Outside of these common options, the constructor accepts the optional arguments stanc_options and cpp_options, which allow specifying arbitrary compilation options. Some more advanced Stan features, like MPI or OpenCL support, require using these. Note that if the lower-level compilation options conflict with an argument like multithreading=True, the option in stanc_options or cpp_options takes precedence.

An example model compilation that enables multithreading and basic optimization can be done like so:

import os
from cmdstanpy import CmdStanModel

my_stanfile = os.path.join('.', 'my_model.stan')
my_model = CmdStanModel(stan_file=my_stanfile, multithreading=True, stanc_optimizations=True)

Assemble input and initialization data

CmdStan is file-based interface, therefore all model input and initialization data must be supplied as JSON files, as described in the CmdStan User's Guide.

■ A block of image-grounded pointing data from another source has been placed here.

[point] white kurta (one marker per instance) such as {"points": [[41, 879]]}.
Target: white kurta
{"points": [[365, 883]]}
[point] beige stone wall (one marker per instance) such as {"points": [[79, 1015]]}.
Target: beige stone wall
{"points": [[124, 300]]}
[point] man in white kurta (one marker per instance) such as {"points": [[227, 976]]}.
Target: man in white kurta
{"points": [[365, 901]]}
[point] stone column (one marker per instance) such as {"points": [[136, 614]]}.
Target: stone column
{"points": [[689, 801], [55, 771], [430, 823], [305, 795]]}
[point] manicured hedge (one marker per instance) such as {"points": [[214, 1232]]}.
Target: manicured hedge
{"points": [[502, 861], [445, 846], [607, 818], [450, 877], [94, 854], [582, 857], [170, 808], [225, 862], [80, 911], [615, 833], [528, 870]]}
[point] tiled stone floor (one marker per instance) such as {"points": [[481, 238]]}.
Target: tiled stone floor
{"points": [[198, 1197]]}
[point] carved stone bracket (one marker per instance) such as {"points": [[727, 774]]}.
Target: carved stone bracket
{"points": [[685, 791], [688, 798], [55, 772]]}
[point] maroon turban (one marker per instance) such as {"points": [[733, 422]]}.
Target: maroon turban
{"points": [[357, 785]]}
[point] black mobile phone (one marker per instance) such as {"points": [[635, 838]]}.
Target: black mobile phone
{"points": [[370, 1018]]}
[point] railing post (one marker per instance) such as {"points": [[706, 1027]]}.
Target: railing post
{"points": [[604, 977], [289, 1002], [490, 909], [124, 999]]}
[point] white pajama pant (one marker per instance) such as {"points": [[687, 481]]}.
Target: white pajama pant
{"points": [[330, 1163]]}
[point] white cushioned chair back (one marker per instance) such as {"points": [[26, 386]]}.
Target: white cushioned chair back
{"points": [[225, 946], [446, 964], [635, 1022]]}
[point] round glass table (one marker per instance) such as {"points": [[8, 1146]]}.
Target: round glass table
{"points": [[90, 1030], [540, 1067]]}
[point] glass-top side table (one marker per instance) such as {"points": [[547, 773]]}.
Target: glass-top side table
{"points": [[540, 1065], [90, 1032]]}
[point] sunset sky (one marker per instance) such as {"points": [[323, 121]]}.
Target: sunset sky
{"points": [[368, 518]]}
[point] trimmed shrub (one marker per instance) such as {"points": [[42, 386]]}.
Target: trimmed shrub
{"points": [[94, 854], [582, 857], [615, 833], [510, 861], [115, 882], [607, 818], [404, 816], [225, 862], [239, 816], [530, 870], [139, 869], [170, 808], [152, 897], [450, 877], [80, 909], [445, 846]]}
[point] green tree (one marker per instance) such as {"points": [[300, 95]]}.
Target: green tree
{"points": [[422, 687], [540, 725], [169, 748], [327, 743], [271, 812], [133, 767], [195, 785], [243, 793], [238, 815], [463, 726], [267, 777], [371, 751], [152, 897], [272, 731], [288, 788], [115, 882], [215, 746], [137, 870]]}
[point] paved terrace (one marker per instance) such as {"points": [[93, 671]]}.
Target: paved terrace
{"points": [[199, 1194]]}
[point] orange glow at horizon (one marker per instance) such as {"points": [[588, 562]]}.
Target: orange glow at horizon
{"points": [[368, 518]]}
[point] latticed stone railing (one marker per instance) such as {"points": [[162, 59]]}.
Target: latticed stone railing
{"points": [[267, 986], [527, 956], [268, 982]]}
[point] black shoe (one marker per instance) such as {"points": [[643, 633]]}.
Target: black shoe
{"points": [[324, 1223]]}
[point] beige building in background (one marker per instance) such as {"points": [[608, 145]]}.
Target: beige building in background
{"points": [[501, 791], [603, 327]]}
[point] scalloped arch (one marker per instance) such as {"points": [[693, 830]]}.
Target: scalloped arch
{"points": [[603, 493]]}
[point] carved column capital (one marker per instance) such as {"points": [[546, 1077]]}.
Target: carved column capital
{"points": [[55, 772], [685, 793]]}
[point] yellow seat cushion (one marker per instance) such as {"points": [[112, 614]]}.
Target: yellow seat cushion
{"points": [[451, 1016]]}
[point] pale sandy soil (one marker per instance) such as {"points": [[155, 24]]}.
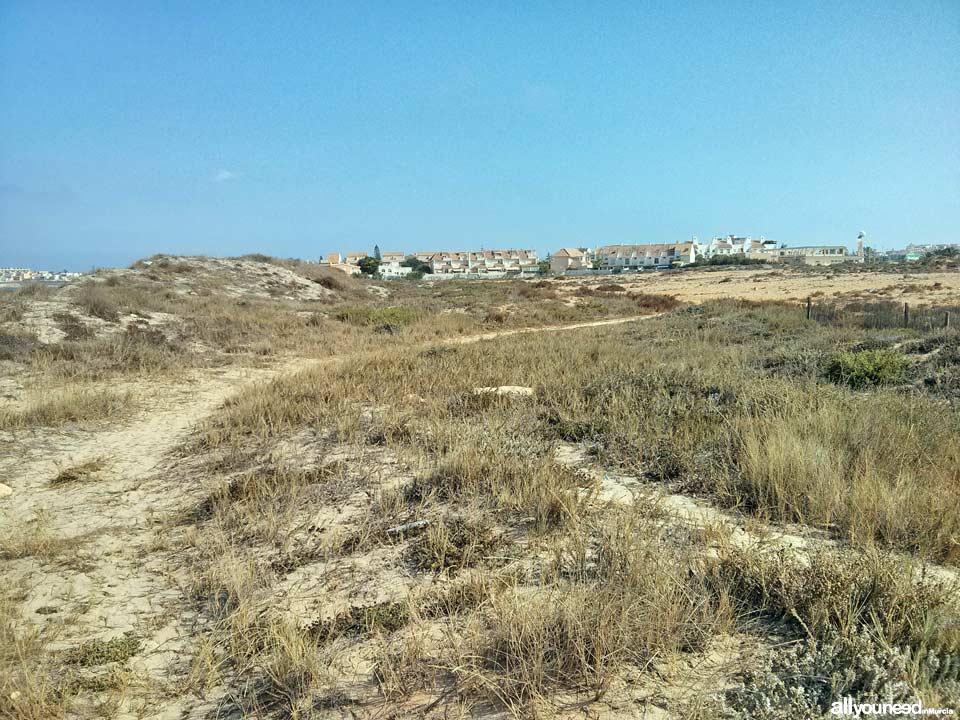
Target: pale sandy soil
{"points": [[123, 574], [788, 284]]}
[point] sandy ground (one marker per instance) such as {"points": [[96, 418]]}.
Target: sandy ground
{"points": [[788, 284], [115, 571], [120, 573]]}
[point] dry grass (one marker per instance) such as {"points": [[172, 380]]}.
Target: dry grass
{"points": [[522, 589], [625, 596], [65, 406], [79, 473], [29, 690], [35, 539]]}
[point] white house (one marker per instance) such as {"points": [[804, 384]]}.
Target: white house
{"points": [[636, 257], [569, 259]]}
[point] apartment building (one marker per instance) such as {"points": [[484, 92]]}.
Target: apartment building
{"points": [[390, 265], [815, 255], [482, 262], [637, 257], [737, 245], [566, 259]]}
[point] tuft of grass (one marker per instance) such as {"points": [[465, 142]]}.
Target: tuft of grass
{"points": [[34, 539], [100, 652], [97, 301], [867, 368], [366, 316], [69, 405], [832, 594], [454, 543], [79, 473], [627, 598]]}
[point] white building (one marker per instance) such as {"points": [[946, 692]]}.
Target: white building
{"points": [[390, 265], [483, 262], [637, 257], [569, 259], [736, 245]]}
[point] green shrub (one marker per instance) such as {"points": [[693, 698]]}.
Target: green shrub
{"points": [[361, 315], [867, 368]]}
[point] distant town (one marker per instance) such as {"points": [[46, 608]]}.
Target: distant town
{"points": [[28, 275], [464, 264], [729, 249]]}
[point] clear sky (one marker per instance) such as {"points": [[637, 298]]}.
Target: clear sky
{"points": [[296, 129]]}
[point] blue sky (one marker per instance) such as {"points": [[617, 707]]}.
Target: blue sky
{"points": [[295, 129]]}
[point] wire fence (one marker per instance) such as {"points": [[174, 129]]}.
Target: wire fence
{"points": [[926, 318]]}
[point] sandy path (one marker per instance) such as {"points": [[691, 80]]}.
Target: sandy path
{"points": [[112, 574]]}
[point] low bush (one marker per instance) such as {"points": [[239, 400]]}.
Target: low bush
{"points": [[867, 368], [361, 315]]}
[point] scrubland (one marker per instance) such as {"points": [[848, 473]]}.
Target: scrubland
{"points": [[716, 510]]}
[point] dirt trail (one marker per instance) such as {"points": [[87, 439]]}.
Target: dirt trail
{"points": [[112, 572]]}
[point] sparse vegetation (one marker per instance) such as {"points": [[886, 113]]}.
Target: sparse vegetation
{"points": [[388, 529], [866, 368]]}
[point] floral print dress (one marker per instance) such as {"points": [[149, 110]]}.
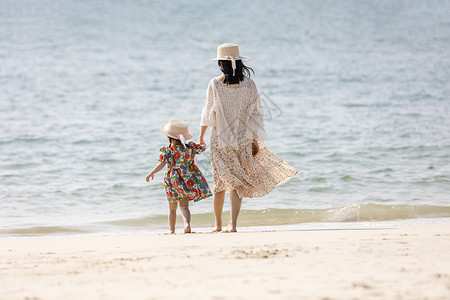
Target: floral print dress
{"points": [[183, 178]]}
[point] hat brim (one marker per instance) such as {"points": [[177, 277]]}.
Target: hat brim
{"points": [[222, 58], [187, 136]]}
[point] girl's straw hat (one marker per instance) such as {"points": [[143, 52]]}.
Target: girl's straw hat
{"points": [[177, 129], [229, 51]]}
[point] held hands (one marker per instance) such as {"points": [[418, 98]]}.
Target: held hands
{"points": [[255, 148], [202, 143]]}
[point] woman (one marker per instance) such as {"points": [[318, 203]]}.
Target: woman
{"points": [[240, 162]]}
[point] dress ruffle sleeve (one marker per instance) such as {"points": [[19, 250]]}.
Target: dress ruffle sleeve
{"points": [[208, 111], [163, 155]]}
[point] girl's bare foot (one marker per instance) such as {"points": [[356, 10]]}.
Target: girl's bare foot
{"points": [[229, 229]]}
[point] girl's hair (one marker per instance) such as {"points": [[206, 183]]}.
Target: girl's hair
{"points": [[241, 71], [173, 141]]}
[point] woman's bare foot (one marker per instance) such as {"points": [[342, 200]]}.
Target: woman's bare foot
{"points": [[229, 229]]}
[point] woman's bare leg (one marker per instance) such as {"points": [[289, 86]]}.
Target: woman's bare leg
{"points": [[186, 213], [235, 208], [172, 216], [218, 199]]}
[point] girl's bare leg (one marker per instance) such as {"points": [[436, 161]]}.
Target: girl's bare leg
{"points": [[172, 216], [186, 213], [218, 199], [235, 208]]}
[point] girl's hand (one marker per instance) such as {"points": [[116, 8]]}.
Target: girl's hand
{"points": [[255, 148], [202, 143], [151, 175]]}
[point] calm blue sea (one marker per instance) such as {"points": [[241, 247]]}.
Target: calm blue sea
{"points": [[356, 95]]}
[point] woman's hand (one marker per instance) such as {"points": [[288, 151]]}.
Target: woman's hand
{"points": [[151, 175], [255, 148], [201, 138], [202, 143]]}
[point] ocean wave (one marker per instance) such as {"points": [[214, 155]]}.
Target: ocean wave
{"points": [[369, 212], [276, 217]]}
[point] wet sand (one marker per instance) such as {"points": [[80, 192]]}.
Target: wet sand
{"points": [[398, 262]]}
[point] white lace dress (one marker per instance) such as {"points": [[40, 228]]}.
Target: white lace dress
{"points": [[236, 115]]}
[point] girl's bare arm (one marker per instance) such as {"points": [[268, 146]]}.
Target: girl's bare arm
{"points": [[202, 135]]}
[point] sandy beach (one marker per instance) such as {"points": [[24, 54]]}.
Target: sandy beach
{"points": [[398, 262]]}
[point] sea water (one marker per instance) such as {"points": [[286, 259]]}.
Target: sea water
{"points": [[356, 96]]}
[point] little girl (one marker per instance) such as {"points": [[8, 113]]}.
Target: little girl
{"points": [[183, 181]]}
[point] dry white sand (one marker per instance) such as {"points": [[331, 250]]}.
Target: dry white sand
{"points": [[399, 262]]}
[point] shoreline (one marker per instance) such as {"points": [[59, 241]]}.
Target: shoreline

CmdStanPy inference methods allow inputs and initializations to be specified as in-memory Python dictionary objects which are then converted to JSON via the utility function :func:`cmdstanpy.write_stan_json`. This method should be used to create JSON input files whenever these inputs contain either a collection compatible with numpy arrays or pandas.Series.

Run the CmdStan inference engine

For each CmdStan inference method, there is a corresponding method on the :class:`CmdStanModel` class. An example of each is provided in the next section.

Validate, view, export the inference engine outputs

The inference method-specific results objects :class:`CmdStanMCMC`, :class:`CmdStanPathfinder`, :class:`CmdStanVB`, :class:`CmdStanMLE`, and :class:`CmdStanGQ` contain the CmdStan method configuration information and the location of all output files produced. The provide a common set methods for accessing the inference results and metadata, as well as method-specific informational properties and methods.objects

Output data

The resulting Stan CSV file or set of files are assembled into an inference result object.

The objects provide accessor methods which return this information either as tabular data (i.e., in terms of the per-chain CSV file rows and columns), or as structured objects which correspond to the variables in the Stan model and the individual diagnostics produced by the inference method.

The stan_variables method returns a Python dict over all Stan model variables, see :meth:`~CmdStanMCMC.stan_variables`.

The stan_variable method returns a single model variable as a numpy.ndarray object with the same structure (per draw) as the Stan program variable, see :meth:`~CmdStanMCMC.stan_variable`.

The method_variables method returns a Python dict over all inference method variables, cf :meth:`~CmdStanMCMC.method_variables`

The output from the methods :class:`CmdStanMCMC` and :class:`CmdStanGQ` return the sample contents in tabular form, see :meth:`~CmdStanMCMC.draws` and :meth:`~CmdStanMCMC.draws_pd`. Similarly, the :meth:`~CmdStanMCMC.draws_xr` method returns the sample contents as an :py:class:`xarray.Dataset` which is a mapping from variable names to their respective values.